We are supposed to have a hotline between Uri and the other side. Even that communication link remains disrupted. We want to be able to use it. But they are not maintaining their end. My perception is that the other side is not interested in allowing field formation contacts. Every time the line is out on our side, we maintain it, they don’t. Communication is possible only through Delhi.
• It is generally understood that the foreign militants are battle hardened and very ‘competent’.
If they are so battle hardened, then why don’t they stage an ambush? There has been zero ambush. They are scared to even snipe at convoys. They are cowards. They only fight when they are cornered.
• They don’t surrender?
They have no business to be here.
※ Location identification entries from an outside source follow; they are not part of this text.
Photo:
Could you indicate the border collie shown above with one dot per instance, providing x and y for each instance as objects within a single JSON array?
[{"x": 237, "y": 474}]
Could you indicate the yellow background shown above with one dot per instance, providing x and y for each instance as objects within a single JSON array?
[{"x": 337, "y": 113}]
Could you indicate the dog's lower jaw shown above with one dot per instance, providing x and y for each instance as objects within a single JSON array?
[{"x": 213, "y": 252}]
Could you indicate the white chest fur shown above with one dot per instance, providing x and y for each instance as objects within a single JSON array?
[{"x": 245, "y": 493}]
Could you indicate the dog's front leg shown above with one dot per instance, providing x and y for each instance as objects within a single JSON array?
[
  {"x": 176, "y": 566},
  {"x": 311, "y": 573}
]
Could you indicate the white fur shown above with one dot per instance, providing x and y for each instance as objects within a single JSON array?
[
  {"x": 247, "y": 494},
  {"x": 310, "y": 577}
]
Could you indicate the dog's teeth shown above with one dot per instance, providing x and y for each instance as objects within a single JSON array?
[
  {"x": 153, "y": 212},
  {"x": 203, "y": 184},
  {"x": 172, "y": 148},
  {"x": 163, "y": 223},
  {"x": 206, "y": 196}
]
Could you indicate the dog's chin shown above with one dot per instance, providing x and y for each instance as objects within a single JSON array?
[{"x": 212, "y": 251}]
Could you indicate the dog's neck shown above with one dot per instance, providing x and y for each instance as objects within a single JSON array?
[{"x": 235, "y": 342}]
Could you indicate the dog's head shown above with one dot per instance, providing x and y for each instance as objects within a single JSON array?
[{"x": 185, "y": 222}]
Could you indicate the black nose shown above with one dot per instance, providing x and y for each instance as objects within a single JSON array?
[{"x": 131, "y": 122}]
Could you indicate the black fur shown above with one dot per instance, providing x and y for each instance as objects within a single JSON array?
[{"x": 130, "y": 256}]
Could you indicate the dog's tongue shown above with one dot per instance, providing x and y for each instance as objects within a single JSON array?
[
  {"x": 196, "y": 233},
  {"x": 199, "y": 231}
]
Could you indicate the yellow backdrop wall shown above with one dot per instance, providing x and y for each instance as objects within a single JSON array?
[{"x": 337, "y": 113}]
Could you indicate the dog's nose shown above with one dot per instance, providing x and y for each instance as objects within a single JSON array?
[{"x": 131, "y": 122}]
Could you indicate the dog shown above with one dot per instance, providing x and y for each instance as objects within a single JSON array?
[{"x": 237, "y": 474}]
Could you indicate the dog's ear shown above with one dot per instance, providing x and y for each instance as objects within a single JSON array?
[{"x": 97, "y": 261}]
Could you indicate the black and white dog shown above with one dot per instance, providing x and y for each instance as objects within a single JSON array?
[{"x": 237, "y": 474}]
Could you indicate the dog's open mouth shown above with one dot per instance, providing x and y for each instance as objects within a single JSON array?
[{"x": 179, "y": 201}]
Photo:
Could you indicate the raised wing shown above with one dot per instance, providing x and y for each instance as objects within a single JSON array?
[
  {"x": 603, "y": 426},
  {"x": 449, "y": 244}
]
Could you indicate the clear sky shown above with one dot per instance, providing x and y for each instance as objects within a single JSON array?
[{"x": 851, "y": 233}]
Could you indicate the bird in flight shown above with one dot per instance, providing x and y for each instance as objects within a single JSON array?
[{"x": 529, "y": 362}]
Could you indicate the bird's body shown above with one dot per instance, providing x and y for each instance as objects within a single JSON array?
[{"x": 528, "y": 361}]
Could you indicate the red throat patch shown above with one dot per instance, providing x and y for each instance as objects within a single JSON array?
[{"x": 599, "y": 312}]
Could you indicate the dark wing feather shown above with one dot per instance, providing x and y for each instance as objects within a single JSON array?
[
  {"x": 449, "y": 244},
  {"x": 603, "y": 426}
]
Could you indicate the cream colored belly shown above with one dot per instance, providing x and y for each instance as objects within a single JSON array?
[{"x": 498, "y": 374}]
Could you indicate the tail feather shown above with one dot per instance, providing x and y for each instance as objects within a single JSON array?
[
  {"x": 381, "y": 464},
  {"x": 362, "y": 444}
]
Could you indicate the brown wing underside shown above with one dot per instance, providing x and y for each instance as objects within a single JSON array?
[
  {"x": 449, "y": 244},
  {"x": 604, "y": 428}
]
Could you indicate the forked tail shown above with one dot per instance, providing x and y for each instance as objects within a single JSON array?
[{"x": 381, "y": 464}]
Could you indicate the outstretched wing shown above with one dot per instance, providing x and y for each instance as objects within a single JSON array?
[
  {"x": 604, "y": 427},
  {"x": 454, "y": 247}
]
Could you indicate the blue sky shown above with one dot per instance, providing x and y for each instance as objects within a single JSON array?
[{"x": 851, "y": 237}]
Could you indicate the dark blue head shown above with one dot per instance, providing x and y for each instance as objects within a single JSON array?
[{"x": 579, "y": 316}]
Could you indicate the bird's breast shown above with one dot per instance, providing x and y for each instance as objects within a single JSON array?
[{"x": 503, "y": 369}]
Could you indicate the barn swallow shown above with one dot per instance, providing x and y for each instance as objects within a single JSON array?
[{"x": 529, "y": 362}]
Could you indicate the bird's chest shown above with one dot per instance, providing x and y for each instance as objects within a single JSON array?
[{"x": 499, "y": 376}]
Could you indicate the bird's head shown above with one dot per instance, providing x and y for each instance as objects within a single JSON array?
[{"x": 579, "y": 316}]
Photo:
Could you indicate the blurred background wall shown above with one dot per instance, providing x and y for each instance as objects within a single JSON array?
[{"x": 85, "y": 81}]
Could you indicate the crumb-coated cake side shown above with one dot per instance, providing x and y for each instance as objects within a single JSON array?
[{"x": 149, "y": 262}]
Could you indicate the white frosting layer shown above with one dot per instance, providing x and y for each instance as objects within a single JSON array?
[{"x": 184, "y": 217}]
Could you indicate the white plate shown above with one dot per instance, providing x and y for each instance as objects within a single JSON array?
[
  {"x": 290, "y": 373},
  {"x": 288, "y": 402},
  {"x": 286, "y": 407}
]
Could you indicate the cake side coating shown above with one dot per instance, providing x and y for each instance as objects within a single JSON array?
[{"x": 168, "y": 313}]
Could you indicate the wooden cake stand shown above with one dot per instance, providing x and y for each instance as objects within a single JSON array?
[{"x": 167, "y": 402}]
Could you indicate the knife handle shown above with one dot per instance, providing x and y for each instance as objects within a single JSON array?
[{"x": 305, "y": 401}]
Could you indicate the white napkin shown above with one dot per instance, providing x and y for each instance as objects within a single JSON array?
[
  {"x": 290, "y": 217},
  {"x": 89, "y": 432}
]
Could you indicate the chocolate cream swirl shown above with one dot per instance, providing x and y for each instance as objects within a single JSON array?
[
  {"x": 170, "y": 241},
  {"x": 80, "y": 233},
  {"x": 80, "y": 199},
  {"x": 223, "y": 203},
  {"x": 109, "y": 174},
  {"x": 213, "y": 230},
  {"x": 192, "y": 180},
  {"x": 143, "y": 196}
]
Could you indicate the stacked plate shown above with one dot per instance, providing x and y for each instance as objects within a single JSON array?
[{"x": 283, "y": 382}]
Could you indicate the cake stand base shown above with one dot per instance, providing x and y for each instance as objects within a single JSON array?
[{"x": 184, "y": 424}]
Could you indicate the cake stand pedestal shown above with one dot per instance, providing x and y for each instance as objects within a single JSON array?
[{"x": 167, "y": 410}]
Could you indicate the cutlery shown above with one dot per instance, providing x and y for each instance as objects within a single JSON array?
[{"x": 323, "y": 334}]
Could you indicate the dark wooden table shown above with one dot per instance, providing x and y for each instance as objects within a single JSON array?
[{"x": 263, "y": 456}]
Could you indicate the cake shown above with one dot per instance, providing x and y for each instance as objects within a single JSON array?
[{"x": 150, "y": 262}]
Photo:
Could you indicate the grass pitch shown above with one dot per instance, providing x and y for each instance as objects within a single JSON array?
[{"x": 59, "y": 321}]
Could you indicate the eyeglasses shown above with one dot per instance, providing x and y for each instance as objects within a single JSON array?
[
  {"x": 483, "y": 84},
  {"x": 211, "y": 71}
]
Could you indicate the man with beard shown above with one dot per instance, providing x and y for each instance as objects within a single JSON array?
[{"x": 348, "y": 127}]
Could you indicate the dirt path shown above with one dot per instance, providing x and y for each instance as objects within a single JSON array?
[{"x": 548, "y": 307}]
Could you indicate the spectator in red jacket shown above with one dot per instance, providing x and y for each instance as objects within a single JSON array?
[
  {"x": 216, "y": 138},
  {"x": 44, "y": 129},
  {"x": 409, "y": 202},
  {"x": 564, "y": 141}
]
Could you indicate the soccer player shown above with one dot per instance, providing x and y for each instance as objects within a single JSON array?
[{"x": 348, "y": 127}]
They will be shot. The local boys we give a chance to surrender. The question is, why is he here? He is not a part of this society. We are not enthusiastic about his surrender. We want to send a message: You come here, you will be shot!
• What is the strength of local militants vis-a-vis the foreign militants?
Some 47 percent of the militants killed were foreigners. From that we can deduce that the number of foreigners active make up about 70 percent of the militants. The local component is about 20 to 30 percent. I have gone to every village and mapped the local boys missing. The largest group has about 400 to 500 active militants.
• There have been strong rumours of the Taliban being active in Kashmir. Is there a reason to be anxious?
There are no Taliban on the ground. We’ve killed close to 700 militants this year. At least one of them should have had a Taliban linkage. As of today, there is no Taliban activity. In any case, it is not a matter of concern. Kashmir society is suffused with Sufism. They are more liberal and better educated than Afghan society. The Hanafi and Wahabi influence there make fundamentalism more acceptable. Here, who will accept the Taliban? Not the women.
• Human rights activists accuse the army of blasting houses and killing civilians.
You have to understand. In one instance in south Kashmir, there were three militants in a house. The people from the adjoining houses all came out. The owner of the house in which the militants were hiding, was a known sympathiser. He didn’t come out. So what do you do, leave the house alone? The militants keep firing. Who is using civilians as shields—us or them? Earlier, my troops would enter and search the house. We lost so many men in the process. For what purpose, it is stupidity of the highest order. What can be done with a bullet need not be done by a man entering and exposing himself.
• But in the process, you are alienating civilians.
No, wherever a house was blasted, the people said, it was necessary. We even reconstructed the houses. Houses can be rebuilt but I can’t get back my men.